- dbcsr_example_1 : how to create a dbcsr matrix (fortran)
- dbcsr_example_2 : how to set a dbcsr matrix (fortran)
- dbcsr_example_3: how to multiply two dbcsr matrices (in fortran: dbcsr_example_3) and in c++: dbcsr_example_3)
- dbcsr_tensor_example_1 : how to create a dbcsr matrix (fortran)
- the example can be run with different parameters, controlling block size, sparsity, verbosity and more

- dbcsr_tensor_example_2: tensor contraction example (cpp)
- tensor1 x tensor2 = tensor3, (13|2)x(54|21)=(3|45)

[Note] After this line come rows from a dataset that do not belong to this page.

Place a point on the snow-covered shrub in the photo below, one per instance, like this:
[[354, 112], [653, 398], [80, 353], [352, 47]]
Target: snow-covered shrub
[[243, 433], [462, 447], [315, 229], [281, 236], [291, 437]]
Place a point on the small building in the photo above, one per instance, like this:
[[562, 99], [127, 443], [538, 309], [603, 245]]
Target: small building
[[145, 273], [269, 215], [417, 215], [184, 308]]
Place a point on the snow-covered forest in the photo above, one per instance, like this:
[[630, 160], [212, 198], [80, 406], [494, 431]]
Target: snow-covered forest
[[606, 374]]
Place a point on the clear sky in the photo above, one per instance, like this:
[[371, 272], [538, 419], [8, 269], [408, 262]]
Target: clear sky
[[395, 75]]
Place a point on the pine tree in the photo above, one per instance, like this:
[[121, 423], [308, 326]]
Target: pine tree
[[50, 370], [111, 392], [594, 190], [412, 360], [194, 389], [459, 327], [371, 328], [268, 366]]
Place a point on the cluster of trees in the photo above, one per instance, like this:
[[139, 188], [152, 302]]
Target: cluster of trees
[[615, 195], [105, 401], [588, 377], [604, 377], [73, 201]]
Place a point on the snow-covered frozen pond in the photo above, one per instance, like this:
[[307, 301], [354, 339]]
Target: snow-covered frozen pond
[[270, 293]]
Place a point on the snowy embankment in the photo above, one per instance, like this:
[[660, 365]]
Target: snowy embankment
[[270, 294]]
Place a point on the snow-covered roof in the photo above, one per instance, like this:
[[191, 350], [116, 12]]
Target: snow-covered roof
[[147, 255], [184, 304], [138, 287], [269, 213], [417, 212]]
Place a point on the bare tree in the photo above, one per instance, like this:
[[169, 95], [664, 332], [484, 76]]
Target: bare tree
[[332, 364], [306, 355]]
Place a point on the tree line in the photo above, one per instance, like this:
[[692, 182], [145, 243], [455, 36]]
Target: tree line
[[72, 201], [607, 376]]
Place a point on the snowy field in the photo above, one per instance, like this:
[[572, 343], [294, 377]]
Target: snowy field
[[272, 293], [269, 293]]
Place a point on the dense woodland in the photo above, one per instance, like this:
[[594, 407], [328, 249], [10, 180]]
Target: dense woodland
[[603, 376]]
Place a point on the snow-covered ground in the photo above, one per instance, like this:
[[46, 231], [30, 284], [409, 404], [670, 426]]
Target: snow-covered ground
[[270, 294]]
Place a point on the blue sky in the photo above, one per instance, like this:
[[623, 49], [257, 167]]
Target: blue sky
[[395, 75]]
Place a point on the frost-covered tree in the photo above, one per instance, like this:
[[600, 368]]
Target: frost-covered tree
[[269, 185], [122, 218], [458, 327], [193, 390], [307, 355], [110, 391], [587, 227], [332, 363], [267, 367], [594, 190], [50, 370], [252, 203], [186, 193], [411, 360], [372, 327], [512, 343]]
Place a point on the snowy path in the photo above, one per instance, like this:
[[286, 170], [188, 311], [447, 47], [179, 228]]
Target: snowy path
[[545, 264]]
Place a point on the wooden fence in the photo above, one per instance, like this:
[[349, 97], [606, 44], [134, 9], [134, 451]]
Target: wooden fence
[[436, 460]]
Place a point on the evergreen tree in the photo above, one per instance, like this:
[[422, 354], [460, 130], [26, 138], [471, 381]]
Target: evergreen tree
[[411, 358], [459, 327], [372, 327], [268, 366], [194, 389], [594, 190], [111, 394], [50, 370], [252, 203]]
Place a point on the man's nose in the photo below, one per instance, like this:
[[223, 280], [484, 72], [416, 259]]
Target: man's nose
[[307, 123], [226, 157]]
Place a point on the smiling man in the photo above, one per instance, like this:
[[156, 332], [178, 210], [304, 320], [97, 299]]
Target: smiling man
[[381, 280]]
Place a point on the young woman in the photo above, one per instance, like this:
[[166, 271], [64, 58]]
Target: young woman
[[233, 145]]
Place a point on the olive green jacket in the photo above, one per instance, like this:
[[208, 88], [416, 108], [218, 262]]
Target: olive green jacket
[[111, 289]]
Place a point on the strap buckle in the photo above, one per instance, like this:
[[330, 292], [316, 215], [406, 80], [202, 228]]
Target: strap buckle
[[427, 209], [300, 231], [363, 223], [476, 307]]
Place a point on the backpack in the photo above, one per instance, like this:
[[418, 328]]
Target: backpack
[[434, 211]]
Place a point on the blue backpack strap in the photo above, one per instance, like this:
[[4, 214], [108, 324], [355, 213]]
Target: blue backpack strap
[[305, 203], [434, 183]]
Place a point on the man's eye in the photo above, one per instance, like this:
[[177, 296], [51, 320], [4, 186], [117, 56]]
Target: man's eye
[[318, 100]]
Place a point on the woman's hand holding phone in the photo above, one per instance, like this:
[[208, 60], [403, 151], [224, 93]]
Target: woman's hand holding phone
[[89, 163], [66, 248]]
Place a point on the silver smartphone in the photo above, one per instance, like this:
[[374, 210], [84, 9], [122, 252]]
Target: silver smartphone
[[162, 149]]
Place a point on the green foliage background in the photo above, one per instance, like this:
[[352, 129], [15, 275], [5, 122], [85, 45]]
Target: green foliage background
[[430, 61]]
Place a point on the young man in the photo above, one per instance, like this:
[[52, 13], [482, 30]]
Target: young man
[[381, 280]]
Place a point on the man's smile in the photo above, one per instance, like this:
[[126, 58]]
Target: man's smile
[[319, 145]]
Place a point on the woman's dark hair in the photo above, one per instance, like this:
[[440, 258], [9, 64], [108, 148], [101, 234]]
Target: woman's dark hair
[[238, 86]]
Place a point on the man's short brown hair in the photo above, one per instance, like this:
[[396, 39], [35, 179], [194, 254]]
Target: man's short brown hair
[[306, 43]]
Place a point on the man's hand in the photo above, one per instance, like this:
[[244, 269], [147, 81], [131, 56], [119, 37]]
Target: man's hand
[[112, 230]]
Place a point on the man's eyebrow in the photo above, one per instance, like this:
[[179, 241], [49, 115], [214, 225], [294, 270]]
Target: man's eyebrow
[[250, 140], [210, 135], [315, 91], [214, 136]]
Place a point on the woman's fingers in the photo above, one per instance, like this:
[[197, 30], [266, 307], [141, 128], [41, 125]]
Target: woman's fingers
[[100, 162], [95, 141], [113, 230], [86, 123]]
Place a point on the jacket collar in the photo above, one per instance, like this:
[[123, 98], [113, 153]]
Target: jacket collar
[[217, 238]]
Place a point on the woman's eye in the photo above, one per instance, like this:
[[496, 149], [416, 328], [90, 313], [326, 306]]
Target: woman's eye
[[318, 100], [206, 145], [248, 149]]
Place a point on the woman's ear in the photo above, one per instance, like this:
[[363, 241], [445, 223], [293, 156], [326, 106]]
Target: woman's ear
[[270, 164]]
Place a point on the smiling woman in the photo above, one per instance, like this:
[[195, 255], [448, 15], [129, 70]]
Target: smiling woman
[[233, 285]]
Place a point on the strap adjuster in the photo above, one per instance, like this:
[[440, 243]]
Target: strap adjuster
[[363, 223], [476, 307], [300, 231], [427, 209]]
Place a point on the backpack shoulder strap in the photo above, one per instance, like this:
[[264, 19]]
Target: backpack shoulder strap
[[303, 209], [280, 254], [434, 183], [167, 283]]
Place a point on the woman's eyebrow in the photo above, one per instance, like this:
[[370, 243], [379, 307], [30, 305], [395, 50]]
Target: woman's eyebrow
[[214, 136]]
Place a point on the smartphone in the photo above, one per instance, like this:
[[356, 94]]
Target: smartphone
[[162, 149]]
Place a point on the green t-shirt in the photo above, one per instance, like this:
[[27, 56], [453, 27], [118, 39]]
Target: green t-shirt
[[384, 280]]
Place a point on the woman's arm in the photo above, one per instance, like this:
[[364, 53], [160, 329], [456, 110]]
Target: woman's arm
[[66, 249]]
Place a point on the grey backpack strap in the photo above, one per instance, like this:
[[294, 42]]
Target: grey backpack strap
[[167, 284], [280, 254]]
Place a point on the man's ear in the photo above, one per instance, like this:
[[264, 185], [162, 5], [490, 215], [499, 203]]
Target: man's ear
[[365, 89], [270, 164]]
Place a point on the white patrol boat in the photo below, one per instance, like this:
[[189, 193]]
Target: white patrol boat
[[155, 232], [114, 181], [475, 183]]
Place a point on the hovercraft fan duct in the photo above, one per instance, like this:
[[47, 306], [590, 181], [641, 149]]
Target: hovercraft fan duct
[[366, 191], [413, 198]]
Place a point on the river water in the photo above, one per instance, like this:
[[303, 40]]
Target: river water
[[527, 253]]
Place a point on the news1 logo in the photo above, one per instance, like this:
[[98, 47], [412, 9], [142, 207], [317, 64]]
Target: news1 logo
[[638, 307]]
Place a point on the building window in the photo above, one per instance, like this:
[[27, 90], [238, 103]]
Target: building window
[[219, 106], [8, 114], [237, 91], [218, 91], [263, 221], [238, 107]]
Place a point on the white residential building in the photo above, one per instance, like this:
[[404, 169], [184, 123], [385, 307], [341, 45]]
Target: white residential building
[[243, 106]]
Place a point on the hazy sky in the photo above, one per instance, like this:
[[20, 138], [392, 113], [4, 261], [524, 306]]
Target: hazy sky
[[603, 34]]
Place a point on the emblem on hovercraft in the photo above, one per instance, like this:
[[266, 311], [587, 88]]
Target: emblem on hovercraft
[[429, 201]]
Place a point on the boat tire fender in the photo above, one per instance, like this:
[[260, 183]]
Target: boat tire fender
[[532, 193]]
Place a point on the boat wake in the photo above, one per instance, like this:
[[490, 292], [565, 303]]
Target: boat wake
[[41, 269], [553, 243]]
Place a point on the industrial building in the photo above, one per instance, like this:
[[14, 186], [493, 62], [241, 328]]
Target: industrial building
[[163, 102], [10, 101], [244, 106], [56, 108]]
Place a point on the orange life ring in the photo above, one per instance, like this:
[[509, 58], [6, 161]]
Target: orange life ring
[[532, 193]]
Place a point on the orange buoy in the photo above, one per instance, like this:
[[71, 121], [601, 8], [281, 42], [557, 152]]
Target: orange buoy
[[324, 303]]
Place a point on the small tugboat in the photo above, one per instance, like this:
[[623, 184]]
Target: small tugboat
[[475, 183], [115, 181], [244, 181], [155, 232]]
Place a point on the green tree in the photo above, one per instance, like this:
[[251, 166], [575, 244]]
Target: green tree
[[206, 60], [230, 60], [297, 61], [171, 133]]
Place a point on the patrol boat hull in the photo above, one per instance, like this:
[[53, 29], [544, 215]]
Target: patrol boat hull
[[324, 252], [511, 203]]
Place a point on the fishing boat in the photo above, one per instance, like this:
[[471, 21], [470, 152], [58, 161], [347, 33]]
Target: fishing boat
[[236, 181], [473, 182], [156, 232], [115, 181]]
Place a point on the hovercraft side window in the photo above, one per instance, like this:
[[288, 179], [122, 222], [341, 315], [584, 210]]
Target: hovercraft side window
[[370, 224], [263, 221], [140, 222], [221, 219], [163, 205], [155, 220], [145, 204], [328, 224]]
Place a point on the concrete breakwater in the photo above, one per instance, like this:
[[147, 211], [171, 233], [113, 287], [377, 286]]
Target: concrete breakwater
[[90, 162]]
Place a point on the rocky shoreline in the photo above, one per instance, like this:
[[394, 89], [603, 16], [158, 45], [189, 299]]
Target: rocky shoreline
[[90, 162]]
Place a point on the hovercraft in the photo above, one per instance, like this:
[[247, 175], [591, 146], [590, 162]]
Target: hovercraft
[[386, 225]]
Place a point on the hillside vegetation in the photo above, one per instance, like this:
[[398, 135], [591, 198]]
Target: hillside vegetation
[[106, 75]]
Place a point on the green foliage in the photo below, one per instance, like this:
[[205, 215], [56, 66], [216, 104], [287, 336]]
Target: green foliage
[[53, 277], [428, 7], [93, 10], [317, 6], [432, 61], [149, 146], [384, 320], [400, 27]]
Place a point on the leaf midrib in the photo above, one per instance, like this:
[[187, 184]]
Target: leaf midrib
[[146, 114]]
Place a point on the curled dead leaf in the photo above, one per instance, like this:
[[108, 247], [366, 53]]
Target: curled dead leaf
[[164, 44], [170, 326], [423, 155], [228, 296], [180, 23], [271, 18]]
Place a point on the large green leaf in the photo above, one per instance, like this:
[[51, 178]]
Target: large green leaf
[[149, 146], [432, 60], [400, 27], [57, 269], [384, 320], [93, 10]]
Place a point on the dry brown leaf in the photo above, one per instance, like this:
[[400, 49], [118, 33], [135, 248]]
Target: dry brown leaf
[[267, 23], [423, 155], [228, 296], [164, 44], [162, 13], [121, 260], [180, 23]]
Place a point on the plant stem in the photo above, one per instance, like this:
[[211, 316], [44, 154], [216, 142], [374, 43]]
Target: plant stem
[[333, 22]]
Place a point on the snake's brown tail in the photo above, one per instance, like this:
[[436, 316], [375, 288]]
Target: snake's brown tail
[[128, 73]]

Compile the DBCSR library, using `-DUSE_MPI=ON -DWITH_EXAMPLES=ON`

.

The examples require MPI. Furthermore, if you are using threading, MPI_THREAD_FUNNELED mode is required.

You can run the examples, for instance from the `build`

directory, as follows:

```
srun -N 1 --ntasks-per-core 2 --ntasks-per-node 12 --cpus-per-task 2 ./examples/dbcsr_example_1
```

How to run (this example and DBCSR for tensors in general):

- best performance is obtained by running with mpi and one openmp thread per rank.
- ideally number of mpi ranks should be composed of small prime factors (e.g. powers of 2).
- for sparse data & heterogeneous block sizes, DBCSR should be run on CPUs with libxsmm backend.
- for dense data best performance is obtained by choosing homogeneous block sizes of 64 and by compiling with GPU support.